The findings are published in the advanced online version of Nature Cell Biology.
In the last ten to twenty years, autophagy has been recognized as an essential process that helps cells cope with many types of infection or disease. “Essentially,” explains Gibbings, “autophagy, which literally means ‘self-eating,’ is a process whereby the cell can sense and eliminate dangerous or toxic materials from itself. It is a fascinating process that we sometimes portray a bit like PacMan operating in all of the cells in our bodies.”
The researchers discovered that that when autophagy was inhibited, levels of microRNA, which regulates many processes in the body from learning to cell growth and cancer, decreased as well. They found that proteins essential for the activity of microRNA within the cell were being degraded by malfunctioning autophagy, which contributed to cancer growth and spread. Gibbings believes that what he has discovered is the missing link that connects defects in autophagy and microRNA in cancer.

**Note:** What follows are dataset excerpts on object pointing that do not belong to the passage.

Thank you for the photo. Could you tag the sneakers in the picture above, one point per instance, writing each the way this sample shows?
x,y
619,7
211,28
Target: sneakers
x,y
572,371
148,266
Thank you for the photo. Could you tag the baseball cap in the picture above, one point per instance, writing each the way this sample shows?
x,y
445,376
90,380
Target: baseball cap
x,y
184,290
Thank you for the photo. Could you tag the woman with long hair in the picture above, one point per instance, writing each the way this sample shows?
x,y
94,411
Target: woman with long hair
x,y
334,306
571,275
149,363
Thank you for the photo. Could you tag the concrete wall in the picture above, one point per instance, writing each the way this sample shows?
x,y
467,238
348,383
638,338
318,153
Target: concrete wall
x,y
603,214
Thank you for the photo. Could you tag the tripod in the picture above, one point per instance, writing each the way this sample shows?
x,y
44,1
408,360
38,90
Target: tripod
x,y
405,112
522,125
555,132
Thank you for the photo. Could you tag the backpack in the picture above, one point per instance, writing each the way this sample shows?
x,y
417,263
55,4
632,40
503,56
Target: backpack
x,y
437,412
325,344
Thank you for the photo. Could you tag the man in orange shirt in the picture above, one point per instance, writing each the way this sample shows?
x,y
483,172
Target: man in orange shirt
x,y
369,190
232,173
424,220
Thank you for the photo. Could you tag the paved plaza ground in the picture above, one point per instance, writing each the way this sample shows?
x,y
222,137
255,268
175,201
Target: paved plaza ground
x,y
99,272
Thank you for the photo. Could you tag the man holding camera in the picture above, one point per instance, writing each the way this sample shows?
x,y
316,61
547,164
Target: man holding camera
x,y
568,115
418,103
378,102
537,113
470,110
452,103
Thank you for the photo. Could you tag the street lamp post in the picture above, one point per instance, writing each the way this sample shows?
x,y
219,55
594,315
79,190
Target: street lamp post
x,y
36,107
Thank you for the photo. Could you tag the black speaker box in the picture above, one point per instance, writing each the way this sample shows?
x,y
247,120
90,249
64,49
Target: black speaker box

“It’s a new link between two things we thought were independent phenomena in cancer cells,” Dr. Gibbings said. He believes that this information may help drug companies develop better drugs for treating cancer.
Dr. Gibbings is working with colleagues from the Swiss Federal Institute of Technology, the Institut Pasteur and Imperial College London.
While Dr. Gibbings and his team did not examine other diseases where autophagy is known to be problematic, he believes that their work “opens up a new aspect for researchers to look into diseases such as Alzheimer’s, Parkinson’s and Huntington’s, where we know autophagy is defective. Our work suggests that, as a consequence, the microRNA pathway will not be working, and this may very well be an important contributor to the pathology that brings people to the hospital with these diseases.”